Н. Г. Рубинштейн не был ни ангелом, ни демоном (коими часто изображают его биографы); он был выдающейся личностью, человеком большого размаха с широкой, мятущейся душой, одним из тех, кому, как говорили в народе, «пределы не поставлены» и «удержу нет». Его жадная до жизни натура во всем стремилась в искусстве, делах, личной жизни. Он жил, как велит Евангелие, – одним днем, его трудами, заботами, радостями, не думая ни о доходах, ни о здоровье, ни о старости.

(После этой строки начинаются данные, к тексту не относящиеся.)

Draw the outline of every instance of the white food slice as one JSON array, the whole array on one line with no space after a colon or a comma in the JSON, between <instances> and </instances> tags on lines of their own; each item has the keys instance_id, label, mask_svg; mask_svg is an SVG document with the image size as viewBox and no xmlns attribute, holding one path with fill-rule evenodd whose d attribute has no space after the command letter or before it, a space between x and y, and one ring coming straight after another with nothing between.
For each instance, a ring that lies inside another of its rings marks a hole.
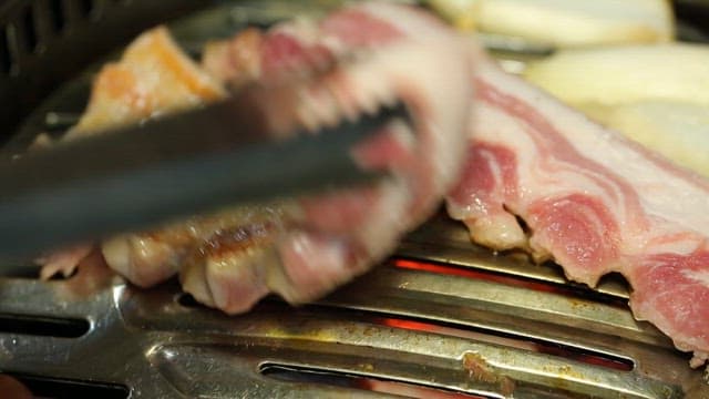
<instances>
[{"instance_id":1,"label":"white food slice","mask_svg":"<svg viewBox=\"0 0 709 399\"><path fill-rule=\"evenodd\" d=\"M677 164L709 176L709 106L641 101L582 110Z\"/></svg>"},{"instance_id":2,"label":"white food slice","mask_svg":"<svg viewBox=\"0 0 709 399\"><path fill-rule=\"evenodd\" d=\"M524 76L571 104L664 100L709 105L709 47L668 43L564 50L530 62Z\"/></svg>"}]
</instances>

Зимой 1880/1881 годов у Рубинштейна резко обострился незалеченный в юности туберкулез. Произошел «обвал», которым часто кончаются подобные жизни. «Как коня, себя загнал», – скажет потом сквозь слезы его кучер. В начале марта врачи все-таки сумели настоять на поездке Николая Григорьевича в Ниццу. Но до Ниццы он доехать уже не смог – остановился в Париже. Врачебный консилиум признал состояние больного безнадежным. Н. Г. Рубинштейн умер 11(24) марта в возрасте 46 лет. Похоронили его в родной Москве. Его недолгую жизнь сравнивают с хрестоматийным фетовским огнем («что просиял над бездной мирозданья»), с пронесшейся над Москвой яркой кометой, со вспышкой молнии. Я бы сравнила ее со свечой, радостно, с веселым потрескиваньем сгоревшей перед святыми образами Музыки, России, Народа.

 

 


 

 

 Вслед за Николаем Григорьевичем ушел из консерватории и веселый Николин день – растворился в стремительном потоке новых дней и лет, в праздниках и триумфах новых поколений музыкантов. Возрождать его в советское время было неудобно по причине религиозной первоосновы. Но вот год назад афиши возвестили, что москвичам готовится новогодний подарок – восстановленный праздник их прабабушек и прадедушек. Как и в те давние времена, инициаторами выступили студенты-консерваторцы, с радостью поддержанные ректоратом. Коллектив «реставраторов» продемонстрировал высокий профессионализм и бережно-любовное отношение к памяти основателя аlma mater. Из ворот металлоискателя (вот бы подивился Рубинштейн!) гости сразу же попадали в позапрошлый век: в фойе Большого зала гремел старинный бал. Под звуки оркестра вокруг новогодней елки грациозно скользили юные пары в белых декольтированных платьях и черных фраках. Присутствующим вскоре стало грезиться, что на Никитской их поджидают не автомобили, а замерзшие извозчики. Музыкальное приношение было «семейным», как при Рубинштейне: на сцене появлялись артисты народные и начинающие, заслуженные и не очень. Ректор, народный артист России, профессор Т. А. Алиханов, демократично аккомпанировал студенту А. Бузлову (виолончель). Звучали сочинения Н. Г. Рубинштейна, произведения, посвященные ему, музыка из его бенефисных концертов. Бал в фойе оказался тем чеховским ружьем, которое выстрелило во втором отделении – сценой бала у Лариных из «Евгения Онегина». Это ведь именно здесь, в консерватории, началась когда-то сценическая жизнь замечательного творения П. И. Чайковского. Как и в конце позапрошлого века, зрители наслаждались не только великолепным исполнением, но и самим обликом исполнителей, возраст которых счастливо совпадал с возрастом пушкинских героев. Этой зимой Николин день стал еще более «аутентичным»: в фойе было развернуто бесплатное чаепитие с баранками. Оперный театр МГК представил свой блистательный дипломный спектакль – «Богему» Дж. Пуччини (браво, вокальный факультет!), а вместе с ним очередную восходящую звезду – тенора Алексея Долгова (класс профессора З. Л. Соткилавы), потрясшего зрителей исполнением партии Рудольфа. Похоже, затея удалась: Николин день обещает вновь стать общемосковским музыкальным праздником. «А ведь недурно, не правда ли, господа?» – сказал бы Николай Григорьевич.